All ASR and LLM text eventually flows through _send_transcript, which normalizes it into a structured format for the message_collector.

private async _send_transcript(
  role: string,
  text: string,
  final: boolean,
  stream_id: number,
  data_type: "text" | "reasoning" = "text",
) {
  await sendData(this.tenEnv, "message", "message_collector", {
    role,
    text,
    is_final: final,
    stream_id,
    data_type,
    text_ts: Date.now(),
  });
}

👉 This ensures every utterance (user or assistant) is consistently logged for UI display, debugging, or analytics.

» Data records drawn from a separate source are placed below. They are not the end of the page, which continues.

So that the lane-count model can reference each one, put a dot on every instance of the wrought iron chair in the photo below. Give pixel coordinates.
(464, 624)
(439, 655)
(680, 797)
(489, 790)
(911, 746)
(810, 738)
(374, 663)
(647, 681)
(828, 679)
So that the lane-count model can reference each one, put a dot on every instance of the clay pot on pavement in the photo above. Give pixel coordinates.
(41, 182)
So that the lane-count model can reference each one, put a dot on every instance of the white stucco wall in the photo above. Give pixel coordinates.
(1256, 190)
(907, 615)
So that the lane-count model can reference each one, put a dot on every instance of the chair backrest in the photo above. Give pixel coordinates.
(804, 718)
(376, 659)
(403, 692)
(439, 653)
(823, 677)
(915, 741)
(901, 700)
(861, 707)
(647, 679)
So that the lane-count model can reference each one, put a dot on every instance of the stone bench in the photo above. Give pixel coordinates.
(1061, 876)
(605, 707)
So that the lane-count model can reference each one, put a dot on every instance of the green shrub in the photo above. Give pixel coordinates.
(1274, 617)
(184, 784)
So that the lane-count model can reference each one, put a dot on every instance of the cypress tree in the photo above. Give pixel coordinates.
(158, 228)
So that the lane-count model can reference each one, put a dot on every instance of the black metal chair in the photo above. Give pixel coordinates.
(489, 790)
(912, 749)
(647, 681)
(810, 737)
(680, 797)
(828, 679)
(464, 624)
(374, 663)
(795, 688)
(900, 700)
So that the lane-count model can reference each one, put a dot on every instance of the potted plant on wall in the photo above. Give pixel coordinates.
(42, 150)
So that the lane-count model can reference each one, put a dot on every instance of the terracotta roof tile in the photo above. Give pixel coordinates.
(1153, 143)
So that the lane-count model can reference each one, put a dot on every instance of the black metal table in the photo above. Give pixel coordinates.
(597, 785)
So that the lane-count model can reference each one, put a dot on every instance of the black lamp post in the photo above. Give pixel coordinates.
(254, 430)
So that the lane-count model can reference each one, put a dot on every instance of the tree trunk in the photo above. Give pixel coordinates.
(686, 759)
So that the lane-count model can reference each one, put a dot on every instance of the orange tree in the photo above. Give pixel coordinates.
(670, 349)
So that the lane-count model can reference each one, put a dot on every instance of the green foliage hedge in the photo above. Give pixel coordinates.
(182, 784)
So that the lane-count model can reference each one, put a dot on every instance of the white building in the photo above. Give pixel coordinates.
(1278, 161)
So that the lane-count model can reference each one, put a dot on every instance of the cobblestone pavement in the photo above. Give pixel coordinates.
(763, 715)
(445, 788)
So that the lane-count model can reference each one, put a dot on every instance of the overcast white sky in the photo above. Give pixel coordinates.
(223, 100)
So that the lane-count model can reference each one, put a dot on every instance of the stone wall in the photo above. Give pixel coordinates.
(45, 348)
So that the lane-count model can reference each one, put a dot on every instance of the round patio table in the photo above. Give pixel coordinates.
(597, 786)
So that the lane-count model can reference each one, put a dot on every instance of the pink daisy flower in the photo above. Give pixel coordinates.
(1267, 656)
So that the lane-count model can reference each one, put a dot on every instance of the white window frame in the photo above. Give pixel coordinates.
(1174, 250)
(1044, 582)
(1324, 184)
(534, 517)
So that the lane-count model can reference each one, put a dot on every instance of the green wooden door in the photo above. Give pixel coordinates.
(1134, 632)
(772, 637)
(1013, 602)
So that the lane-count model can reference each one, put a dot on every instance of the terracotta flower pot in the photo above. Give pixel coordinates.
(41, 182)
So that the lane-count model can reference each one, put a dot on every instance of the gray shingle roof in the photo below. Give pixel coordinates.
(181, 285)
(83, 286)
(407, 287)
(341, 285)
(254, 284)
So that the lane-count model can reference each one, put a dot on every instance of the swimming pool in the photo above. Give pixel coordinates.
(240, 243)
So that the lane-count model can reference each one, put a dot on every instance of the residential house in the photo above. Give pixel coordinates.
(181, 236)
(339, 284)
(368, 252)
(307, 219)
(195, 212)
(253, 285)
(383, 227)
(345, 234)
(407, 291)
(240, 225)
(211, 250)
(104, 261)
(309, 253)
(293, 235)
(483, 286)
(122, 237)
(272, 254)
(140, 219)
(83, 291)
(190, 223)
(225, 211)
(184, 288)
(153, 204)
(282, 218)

With TEN Framework, building a voice assistant in Node.js is about writing orchestration and business logic — not reinventing ASR, LLM, or TTS.

You can:

Reuse existing extensions in Python/C++.
Keep your business pipeline and tools in Node.js.
Deliver real-time voice assistants with minimal code.

TEN brings the best of both worlds: cross-language extensibility and RTC-first performance.

Test It Out

Now that you’ve set everything up:

Follow the Getting Started guide.
Use the Node.js agent:

task use AGENT=agents/examples/voice-assistant-nodejs
task run

Node.js extension update

Changing files in Node.js extension requires a build step. Run task build to rebuild all Node.js extensions.

Connect with playground at http://localhost:3000 or test it out in TMAN Designer.
Start speaking — your Node.js pipeline will orchestrate the flow.

✨ That’s it — you now have a working voice assistant powered by Node.js on TEN Framework!